Diversity Metrics¶
This tutorial covers measuring repertoire diversity using LZGraphs' novel metrics.
Overview¶
LZGraphs provides several approaches to quantify repertoire diversity:
| Metric | What it Measures | Use Case |
|---|---|---|
| K1000 | Unique patterns in 1000 sequences | Overall diversity |
| LZCentrality | Sequence position in repertoire | Sequence rarity |
| Entropy | Information content | Graph complexity |
| Perplexity | Prediction uncertainty | Model quality |
K-Diversity Metrics¶
K-diversity measures how many unique LZ76 patterns appear when sampling K sequences.
K1000 Diversity¶
The most common diversity measure:
from LZGraphs import K1000_Diversity, AAPLZGraph
import pandas as pd
# Load data
data = pd.read_csv("Examples/ExampleData1.csv")
sequences = data['cdr3_amino_acid'].tolist()
# Calculate K1000
k1000 = K1000_Diversity(
sequences,
encoding_function=AAPLZGraph.encode_sequence,
draws=30 # Number of resampling rounds
)
print(f"K1000 Diversity: {k1000:.1f}")
Interpretation
Higher K1000 values indicate more diverse repertoires. A repertoire with many unique patterns will have a higher K1000 than one dominated by repeated motifs.

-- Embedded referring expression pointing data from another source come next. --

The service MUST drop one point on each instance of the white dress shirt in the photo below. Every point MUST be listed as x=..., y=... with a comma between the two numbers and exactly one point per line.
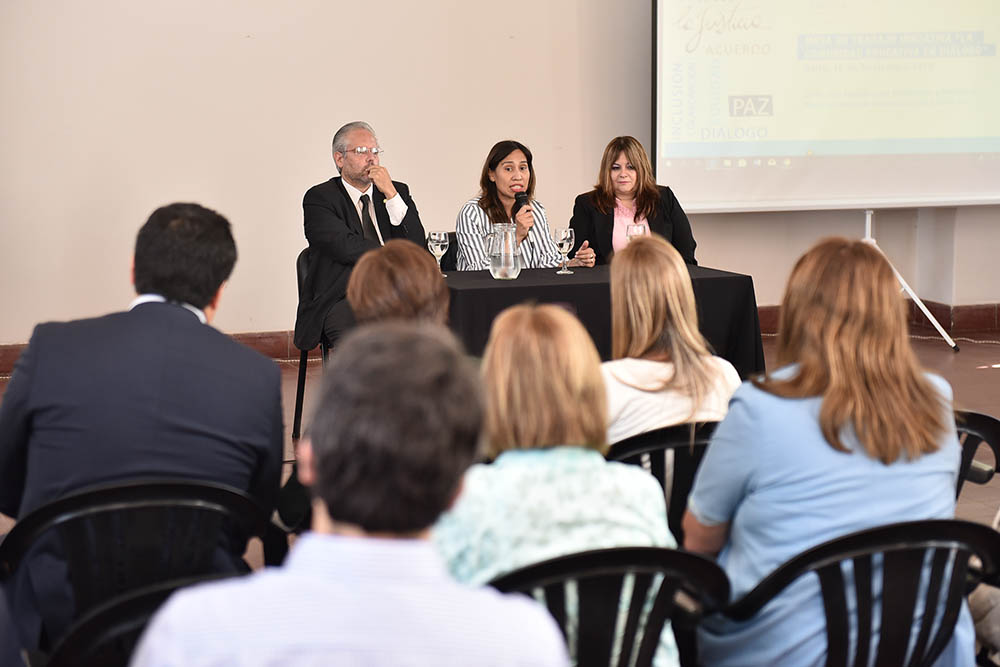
x=350, y=601
x=396, y=207
x=157, y=298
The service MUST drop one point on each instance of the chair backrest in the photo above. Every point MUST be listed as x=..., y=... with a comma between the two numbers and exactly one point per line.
x=449, y=261
x=977, y=429
x=673, y=458
x=652, y=584
x=935, y=552
x=120, y=537
x=301, y=269
x=107, y=635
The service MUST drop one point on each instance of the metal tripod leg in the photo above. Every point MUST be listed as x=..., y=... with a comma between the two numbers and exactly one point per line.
x=906, y=287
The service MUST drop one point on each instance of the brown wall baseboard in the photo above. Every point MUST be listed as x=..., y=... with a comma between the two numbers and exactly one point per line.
x=955, y=320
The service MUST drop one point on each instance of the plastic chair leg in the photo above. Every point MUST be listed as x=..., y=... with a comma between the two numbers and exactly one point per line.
x=300, y=391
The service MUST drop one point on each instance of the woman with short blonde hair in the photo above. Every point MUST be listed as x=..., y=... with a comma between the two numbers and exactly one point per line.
x=663, y=372
x=549, y=491
x=848, y=434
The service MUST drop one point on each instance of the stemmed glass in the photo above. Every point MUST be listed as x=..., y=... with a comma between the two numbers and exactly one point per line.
x=564, y=237
x=634, y=230
x=437, y=243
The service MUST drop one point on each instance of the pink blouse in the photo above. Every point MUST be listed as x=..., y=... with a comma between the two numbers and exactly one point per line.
x=624, y=216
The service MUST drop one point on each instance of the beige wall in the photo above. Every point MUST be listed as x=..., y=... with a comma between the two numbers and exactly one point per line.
x=111, y=108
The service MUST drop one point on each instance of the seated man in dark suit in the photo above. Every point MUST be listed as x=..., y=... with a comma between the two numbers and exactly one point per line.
x=395, y=428
x=344, y=217
x=150, y=392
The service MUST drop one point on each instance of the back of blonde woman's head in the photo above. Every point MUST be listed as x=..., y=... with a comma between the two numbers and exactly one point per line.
x=543, y=382
x=399, y=281
x=843, y=322
x=654, y=316
x=652, y=302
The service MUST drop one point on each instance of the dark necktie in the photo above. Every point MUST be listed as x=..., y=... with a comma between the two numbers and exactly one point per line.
x=367, y=226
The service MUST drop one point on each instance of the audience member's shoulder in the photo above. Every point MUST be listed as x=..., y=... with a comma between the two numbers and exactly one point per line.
x=533, y=634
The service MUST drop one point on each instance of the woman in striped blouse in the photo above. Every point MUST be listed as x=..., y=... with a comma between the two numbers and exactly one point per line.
x=507, y=172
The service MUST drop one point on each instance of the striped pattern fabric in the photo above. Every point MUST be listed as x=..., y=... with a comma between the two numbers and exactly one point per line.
x=538, y=250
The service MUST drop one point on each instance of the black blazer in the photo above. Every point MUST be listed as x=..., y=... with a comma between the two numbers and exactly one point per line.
x=669, y=221
x=336, y=242
x=151, y=392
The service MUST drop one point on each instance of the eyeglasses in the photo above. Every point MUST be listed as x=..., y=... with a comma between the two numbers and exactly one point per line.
x=364, y=150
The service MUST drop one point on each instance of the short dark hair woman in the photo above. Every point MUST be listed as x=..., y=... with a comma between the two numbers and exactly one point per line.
x=507, y=172
x=627, y=194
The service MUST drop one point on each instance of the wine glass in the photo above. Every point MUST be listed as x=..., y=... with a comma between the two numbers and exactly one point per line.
x=634, y=230
x=564, y=237
x=437, y=243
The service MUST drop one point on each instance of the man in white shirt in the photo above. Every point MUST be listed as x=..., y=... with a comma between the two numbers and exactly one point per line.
x=344, y=217
x=394, y=430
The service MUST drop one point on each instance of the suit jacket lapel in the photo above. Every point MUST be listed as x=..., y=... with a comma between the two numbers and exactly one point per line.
x=605, y=225
x=351, y=214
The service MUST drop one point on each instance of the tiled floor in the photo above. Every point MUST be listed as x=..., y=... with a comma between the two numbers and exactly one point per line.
x=974, y=374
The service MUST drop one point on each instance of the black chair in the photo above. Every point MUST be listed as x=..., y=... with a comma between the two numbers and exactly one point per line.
x=977, y=429
x=301, y=267
x=653, y=447
x=107, y=635
x=120, y=537
x=904, y=548
x=672, y=585
x=449, y=261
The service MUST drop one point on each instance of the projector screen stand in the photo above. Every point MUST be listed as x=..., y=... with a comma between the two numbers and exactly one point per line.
x=906, y=288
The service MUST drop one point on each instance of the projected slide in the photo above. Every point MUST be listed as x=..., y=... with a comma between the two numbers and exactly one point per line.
x=831, y=95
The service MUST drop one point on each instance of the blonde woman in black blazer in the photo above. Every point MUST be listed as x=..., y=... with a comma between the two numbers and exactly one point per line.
x=626, y=193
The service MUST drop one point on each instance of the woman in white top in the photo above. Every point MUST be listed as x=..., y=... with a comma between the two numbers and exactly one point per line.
x=662, y=373
x=507, y=172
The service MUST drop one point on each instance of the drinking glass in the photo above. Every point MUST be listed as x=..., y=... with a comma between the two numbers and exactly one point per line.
x=437, y=243
x=564, y=237
x=635, y=230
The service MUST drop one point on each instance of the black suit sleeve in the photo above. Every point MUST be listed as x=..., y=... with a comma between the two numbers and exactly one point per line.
x=582, y=224
x=327, y=228
x=267, y=477
x=681, y=236
x=14, y=431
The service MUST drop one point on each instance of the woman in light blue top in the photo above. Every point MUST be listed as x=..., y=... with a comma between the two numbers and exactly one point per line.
x=549, y=491
x=848, y=434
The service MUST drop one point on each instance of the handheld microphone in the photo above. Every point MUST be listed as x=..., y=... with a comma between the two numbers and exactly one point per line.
x=520, y=201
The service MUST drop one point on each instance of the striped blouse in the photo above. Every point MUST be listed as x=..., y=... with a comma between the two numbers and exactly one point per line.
x=538, y=250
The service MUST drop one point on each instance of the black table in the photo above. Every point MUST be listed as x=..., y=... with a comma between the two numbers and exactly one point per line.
x=727, y=307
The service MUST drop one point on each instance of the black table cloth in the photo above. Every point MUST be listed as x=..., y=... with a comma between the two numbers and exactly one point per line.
x=727, y=307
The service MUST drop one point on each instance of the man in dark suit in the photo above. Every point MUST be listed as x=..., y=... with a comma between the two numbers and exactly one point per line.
x=344, y=217
x=150, y=392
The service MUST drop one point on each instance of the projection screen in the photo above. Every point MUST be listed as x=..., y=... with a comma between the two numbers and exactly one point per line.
x=799, y=104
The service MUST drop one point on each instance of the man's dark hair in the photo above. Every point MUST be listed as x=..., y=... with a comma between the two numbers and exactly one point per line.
x=184, y=253
x=396, y=426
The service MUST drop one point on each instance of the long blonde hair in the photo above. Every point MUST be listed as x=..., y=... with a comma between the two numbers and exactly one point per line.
x=654, y=316
x=843, y=322
x=543, y=382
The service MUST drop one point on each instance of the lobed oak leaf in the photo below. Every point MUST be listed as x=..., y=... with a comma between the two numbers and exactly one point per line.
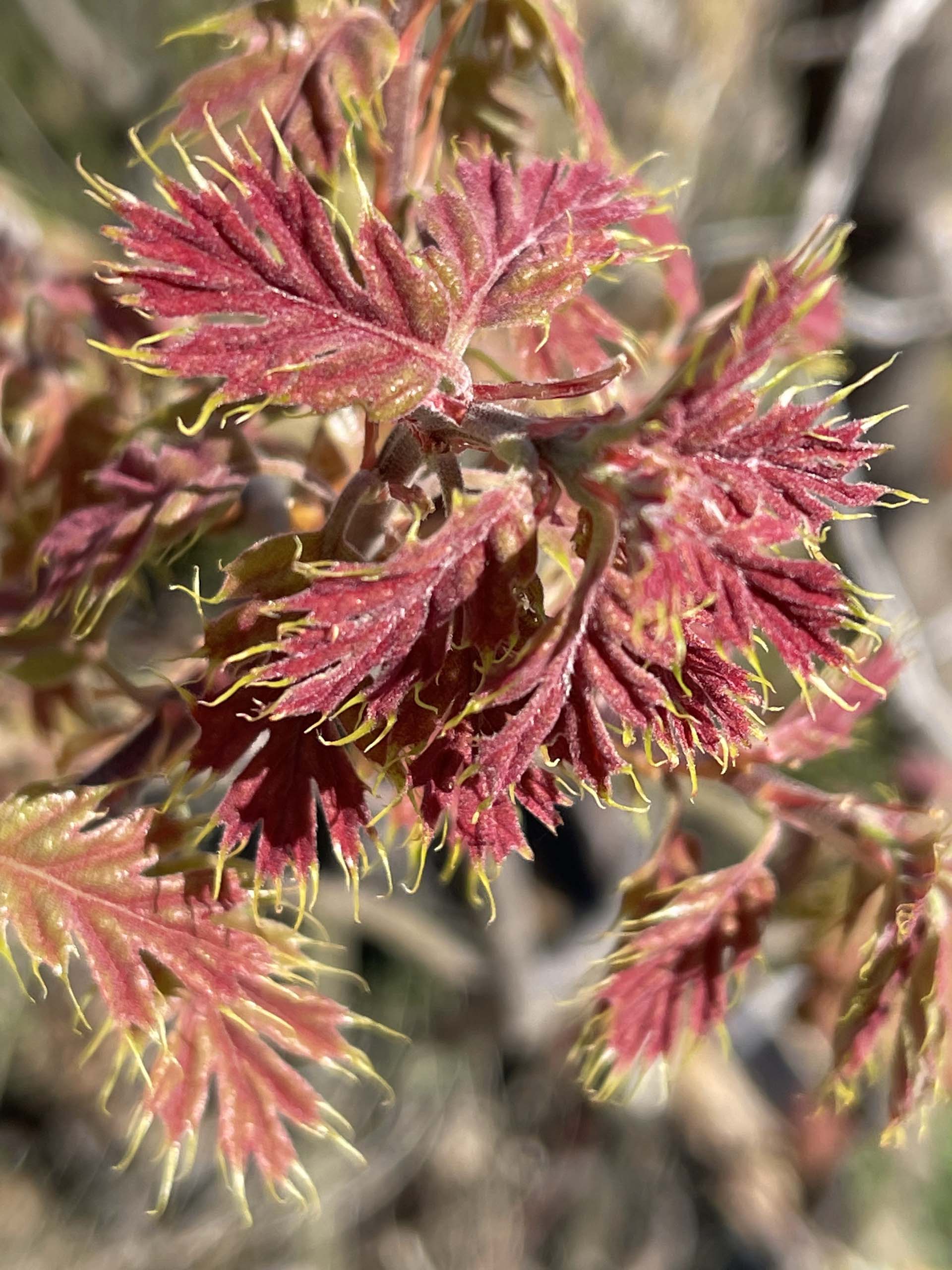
x=518, y=243
x=272, y=308
x=789, y=461
x=71, y=881
x=810, y=731
x=148, y=504
x=599, y=658
x=391, y=624
x=241, y=1052
x=307, y=70
x=667, y=982
x=281, y=771
x=224, y=1000
x=900, y=1004
x=744, y=584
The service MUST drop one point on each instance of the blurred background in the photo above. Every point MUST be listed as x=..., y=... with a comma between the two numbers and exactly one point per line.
x=776, y=112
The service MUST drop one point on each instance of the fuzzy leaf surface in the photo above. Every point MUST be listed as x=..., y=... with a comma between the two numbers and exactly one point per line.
x=668, y=981
x=272, y=308
x=306, y=70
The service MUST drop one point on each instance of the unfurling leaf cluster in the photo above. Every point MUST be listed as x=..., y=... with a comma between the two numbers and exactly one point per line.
x=464, y=548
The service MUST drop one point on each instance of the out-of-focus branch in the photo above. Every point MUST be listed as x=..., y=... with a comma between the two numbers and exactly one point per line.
x=82, y=50
x=890, y=28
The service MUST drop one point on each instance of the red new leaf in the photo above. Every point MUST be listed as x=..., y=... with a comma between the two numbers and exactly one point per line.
x=148, y=504
x=305, y=70
x=385, y=628
x=272, y=308
x=178, y=968
x=901, y=1000
x=667, y=983
x=603, y=654
x=277, y=788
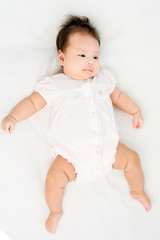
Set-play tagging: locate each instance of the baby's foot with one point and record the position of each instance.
(52, 221)
(143, 199)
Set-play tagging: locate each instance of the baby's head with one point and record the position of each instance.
(78, 44)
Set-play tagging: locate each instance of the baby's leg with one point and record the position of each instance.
(60, 173)
(129, 161)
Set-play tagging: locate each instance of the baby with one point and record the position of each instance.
(82, 134)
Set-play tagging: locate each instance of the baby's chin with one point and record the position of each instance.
(82, 76)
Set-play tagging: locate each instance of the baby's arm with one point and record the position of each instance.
(23, 110)
(125, 103)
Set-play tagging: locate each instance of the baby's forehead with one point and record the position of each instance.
(83, 40)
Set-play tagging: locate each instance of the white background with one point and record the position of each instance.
(130, 49)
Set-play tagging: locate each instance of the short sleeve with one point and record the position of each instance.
(46, 88)
(111, 81)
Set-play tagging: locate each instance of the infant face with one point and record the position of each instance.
(80, 60)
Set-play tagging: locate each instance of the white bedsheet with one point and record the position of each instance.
(130, 49)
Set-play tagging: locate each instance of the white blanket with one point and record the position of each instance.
(130, 49)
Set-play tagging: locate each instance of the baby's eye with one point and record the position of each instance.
(81, 55)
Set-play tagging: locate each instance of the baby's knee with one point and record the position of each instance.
(57, 178)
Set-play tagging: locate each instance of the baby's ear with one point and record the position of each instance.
(61, 57)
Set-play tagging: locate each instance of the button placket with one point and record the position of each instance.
(95, 131)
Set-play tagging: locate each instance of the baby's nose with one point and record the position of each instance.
(89, 61)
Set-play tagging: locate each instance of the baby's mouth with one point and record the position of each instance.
(87, 70)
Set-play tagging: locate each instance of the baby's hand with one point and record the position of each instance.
(137, 120)
(8, 124)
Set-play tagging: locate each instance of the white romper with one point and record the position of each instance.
(82, 128)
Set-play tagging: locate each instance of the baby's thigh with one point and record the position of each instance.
(124, 154)
(62, 169)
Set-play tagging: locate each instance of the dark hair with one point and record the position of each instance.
(74, 24)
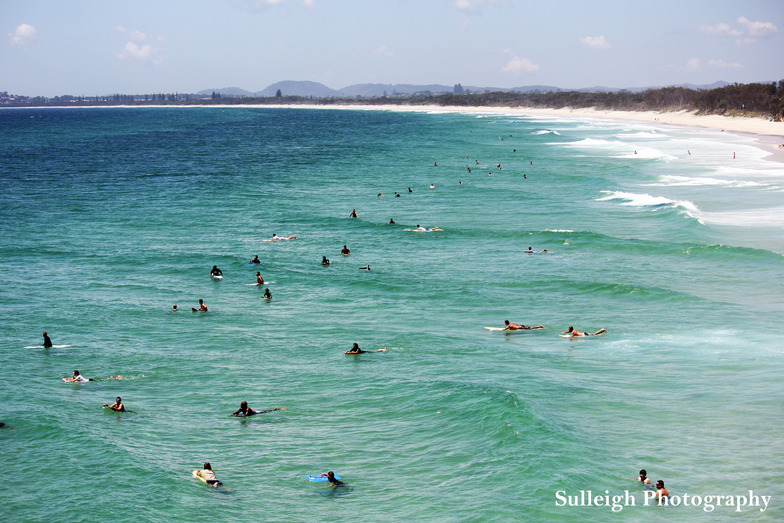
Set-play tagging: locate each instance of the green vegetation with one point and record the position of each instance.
(755, 99)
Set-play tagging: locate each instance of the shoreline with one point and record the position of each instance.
(770, 133)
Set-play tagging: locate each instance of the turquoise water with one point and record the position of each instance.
(110, 216)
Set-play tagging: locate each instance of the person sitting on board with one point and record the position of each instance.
(517, 327)
(574, 333)
(355, 350)
(333, 481)
(661, 492)
(202, 306)
(644, 479)
(208, 475)
(244, 410)
(77, 378)
(117, 405)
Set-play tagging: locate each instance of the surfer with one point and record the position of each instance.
(208, 475)
(661, 492)
(574, 333)
(333, 481)
(117, 405)
(202, 307)
(518, 327)
(355, 350)
(77, 378)
(644, 479)
(244, 410)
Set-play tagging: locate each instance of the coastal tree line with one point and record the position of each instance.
(754, 99)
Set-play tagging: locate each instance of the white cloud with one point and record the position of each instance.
(692, 65)
(721, 64)
(475, 5)
(595, 42)
(517, 65)
(383, 51)
(23, 35)
(748, 32)
(138, 48)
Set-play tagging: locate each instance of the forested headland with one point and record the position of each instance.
(753, 99)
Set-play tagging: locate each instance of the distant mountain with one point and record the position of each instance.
(316, 90)
(293, 88)
(226, 91)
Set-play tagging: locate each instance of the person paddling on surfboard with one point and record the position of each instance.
(244, 410)
(518, 327)
(202, 307)
(574, 333)
(117, 405)
(208, 476)
(333, 481)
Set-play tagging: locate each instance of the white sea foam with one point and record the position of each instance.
(653, 202)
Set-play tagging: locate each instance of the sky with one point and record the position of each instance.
(103, 47)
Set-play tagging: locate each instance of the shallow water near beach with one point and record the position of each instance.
(657, 234)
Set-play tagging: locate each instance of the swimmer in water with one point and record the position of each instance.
(518, 327)
(77, 378)
(117, 405)
(202, 307)
(208, 475)
(574, 333)
(244, 410)
(644, 479)
(333, 481)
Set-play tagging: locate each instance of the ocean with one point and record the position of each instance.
(657, 234)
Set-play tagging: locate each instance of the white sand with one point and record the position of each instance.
(758, 126)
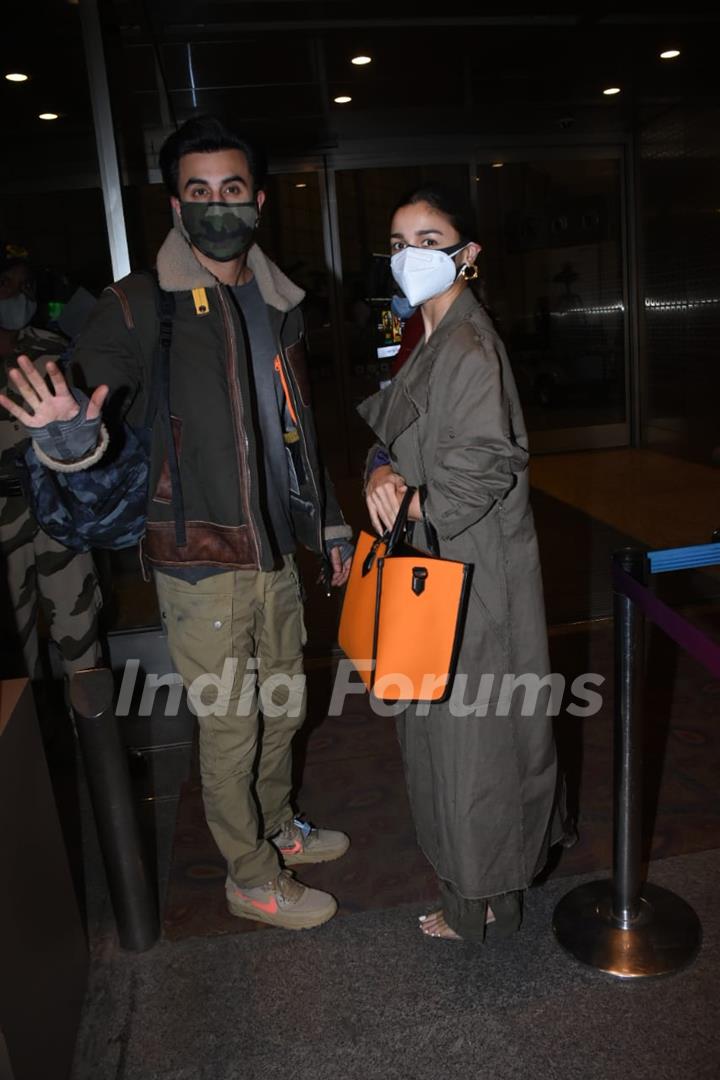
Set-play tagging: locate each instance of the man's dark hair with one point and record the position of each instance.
(446, 201)
(206, 135)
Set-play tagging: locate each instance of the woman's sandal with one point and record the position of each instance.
(434, 926)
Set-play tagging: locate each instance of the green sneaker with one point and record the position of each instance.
(298, 841)
(283, 902)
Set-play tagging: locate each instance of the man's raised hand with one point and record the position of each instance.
(46, 406)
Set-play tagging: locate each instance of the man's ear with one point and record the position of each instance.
(471, 252)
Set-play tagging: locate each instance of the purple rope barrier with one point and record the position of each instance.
(689, 637)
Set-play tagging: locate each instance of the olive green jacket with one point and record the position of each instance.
(211, 401)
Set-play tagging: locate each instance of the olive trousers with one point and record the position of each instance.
(236, 640)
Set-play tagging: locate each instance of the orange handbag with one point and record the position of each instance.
(403, 616)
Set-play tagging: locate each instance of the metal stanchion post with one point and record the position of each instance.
(627, 744)
(622, 926)
(104, 756)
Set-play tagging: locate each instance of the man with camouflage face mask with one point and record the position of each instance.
(235, 484)
(37, 574)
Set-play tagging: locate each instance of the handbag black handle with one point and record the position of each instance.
(401, 522)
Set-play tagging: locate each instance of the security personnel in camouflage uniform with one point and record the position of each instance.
(36, 571)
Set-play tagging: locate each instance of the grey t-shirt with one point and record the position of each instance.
(270, 403)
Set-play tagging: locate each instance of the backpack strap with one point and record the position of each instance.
(159, 403)
(158, 395)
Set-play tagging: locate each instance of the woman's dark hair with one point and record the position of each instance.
(446, 201)
(206, 135)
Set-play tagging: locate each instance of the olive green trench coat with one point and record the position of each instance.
(481, 785)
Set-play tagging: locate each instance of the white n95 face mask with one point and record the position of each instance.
(424, 272)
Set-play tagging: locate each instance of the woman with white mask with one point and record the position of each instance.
(480, 766)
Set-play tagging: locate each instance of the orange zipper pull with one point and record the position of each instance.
(286, 391)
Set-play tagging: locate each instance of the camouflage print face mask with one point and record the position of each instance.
(222, 231)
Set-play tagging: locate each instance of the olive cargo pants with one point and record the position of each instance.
(255, 618)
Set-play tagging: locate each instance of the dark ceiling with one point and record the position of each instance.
(273, 68)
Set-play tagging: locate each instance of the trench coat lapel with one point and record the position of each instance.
(392, 410)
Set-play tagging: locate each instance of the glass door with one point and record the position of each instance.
(552, 277)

Other K-Diversity Variants¶
from LZGraphs import K100_Diversity, K500_Diversity, K5000_Diversity
# For smaller repertoires
k100 = K100_Diversity(sequences, AAPLZGraph.encode_sequence)
# For larger repertoires
k5000 = K5000_Diversity(sequences, AAPLZGraph.encode_sequence)
print(f"K100: {k100:.1f}")
print(f"K5000: {k5000:.1f}")
Adaptive K-Diversity¶
Automatically select K based on repertoire size:
from LZGraphs import adaptive_K_Diversity
k_adaptive = adaptive_K_Diversity(sequences, AAPLZGraph.encode_sequence)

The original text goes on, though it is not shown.